Толковый словарь... Джейн Фонды

Играть по правилам

Через несколько дней после того, как мне сообщили о разводе родителей, я лежала с мамой на её кровати, и она спросила, не хочу ли я посмотреть на её шрам, оставшийся после недавней операции на почке. Я вовсе не хотела. Но мне показалось, что раз она спросила, значит, ей надо показать мне шрам и возражать не стоит. Она задрала пижаму, приспустила штаны, а там… жуть! Так вот почему они разводятся! 

Кто же захочет жить с человеком, которого разрезали надвое и талию которого опоясывал толстый, широкий розовый рубец? Страшно было смотреть. «Я лишилась всех мышц на животе, – печально сказала она. – Ужасно, правда?» 

Что она хотела услышать от меня – что всё не так уж плохо?
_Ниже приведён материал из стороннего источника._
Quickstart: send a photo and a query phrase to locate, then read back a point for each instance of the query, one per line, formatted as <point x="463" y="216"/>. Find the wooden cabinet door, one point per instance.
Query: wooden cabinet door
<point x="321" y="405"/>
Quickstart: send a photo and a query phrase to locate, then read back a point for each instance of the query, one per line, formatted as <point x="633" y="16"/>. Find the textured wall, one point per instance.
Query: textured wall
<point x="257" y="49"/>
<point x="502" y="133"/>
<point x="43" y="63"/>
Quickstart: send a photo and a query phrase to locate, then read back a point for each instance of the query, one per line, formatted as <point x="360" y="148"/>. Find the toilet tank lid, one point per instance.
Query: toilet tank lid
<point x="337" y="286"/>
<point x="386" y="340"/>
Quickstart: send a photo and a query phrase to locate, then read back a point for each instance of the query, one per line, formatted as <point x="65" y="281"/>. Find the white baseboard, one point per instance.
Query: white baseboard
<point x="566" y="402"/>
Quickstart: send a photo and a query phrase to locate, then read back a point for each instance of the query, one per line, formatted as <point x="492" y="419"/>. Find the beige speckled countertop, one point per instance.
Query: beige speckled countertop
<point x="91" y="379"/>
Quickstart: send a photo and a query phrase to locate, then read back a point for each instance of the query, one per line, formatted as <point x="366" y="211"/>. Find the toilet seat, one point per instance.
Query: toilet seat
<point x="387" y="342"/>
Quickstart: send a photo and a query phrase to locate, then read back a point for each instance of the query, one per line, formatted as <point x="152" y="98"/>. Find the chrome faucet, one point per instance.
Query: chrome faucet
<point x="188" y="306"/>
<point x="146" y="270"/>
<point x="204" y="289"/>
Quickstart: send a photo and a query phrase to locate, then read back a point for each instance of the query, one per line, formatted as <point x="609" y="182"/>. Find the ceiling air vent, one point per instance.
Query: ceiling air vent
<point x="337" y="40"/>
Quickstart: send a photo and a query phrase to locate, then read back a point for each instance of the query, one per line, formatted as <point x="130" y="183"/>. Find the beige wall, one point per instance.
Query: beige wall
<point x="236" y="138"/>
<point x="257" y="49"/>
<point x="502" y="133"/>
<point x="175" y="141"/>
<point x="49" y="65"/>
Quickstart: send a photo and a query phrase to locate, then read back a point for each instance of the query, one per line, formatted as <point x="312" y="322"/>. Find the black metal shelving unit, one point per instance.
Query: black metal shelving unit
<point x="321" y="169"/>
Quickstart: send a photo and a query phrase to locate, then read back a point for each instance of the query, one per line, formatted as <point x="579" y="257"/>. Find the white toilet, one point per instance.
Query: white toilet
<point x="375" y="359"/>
Или хотела, чтобы я с ней согласилась? «И сюда посмотри», – сказала она и показала мне одну свою грудь. Сосок был сильно повреждён. Мне было очень неловко за неё – должно быть, это сильно травмировало её, но вместе с тем я не желала быть её дочерью. 

Я хотела здоровую, красивую маму, на которую папе приятно было бы смотреть без одежды. Может, из-за этого он и не любил бывать дома. Это она во всём виновата. Думаю, именно тогда, на той самой кровати, я поклялась всегда делать всё, что только потребуется, лишь бы выглядеть безупречно, так чтобы меня смог полюбить мужчина. 

Спустя пятьдесят три года сестра рассказала мне, что маме неудачно поставили грудной имплантат. Видимо, моя мать тоже хотела выглядеть безупречно.

Мама играла по правилам. Если она сможет любить правильно – самоотверженно, с пониманием и без злости, – возможно, папа вернётся к ней. Хотя в душе у неё всё рушилось. 

В свой сорок второй день рождения мама пошла в ванную комнату, осторожно вытащила бритву и перерезала себе горло. Когда пришёл доктор, она была ещё жива, но спустя несколько минут умерла. За все последующие годы мы с отцом никогда не говорили о маме, вплоть до его собственной смерти. Я боялась, что эта тема его расстроит. Я была уверена, что он чувствовал себя виноватым.

 

Комплексы

Ощущение несовершенства в основном было связано с моим телом. И мой отец внёс свой вклад. По его глубокому убеждению, женщина должна быть тощей. 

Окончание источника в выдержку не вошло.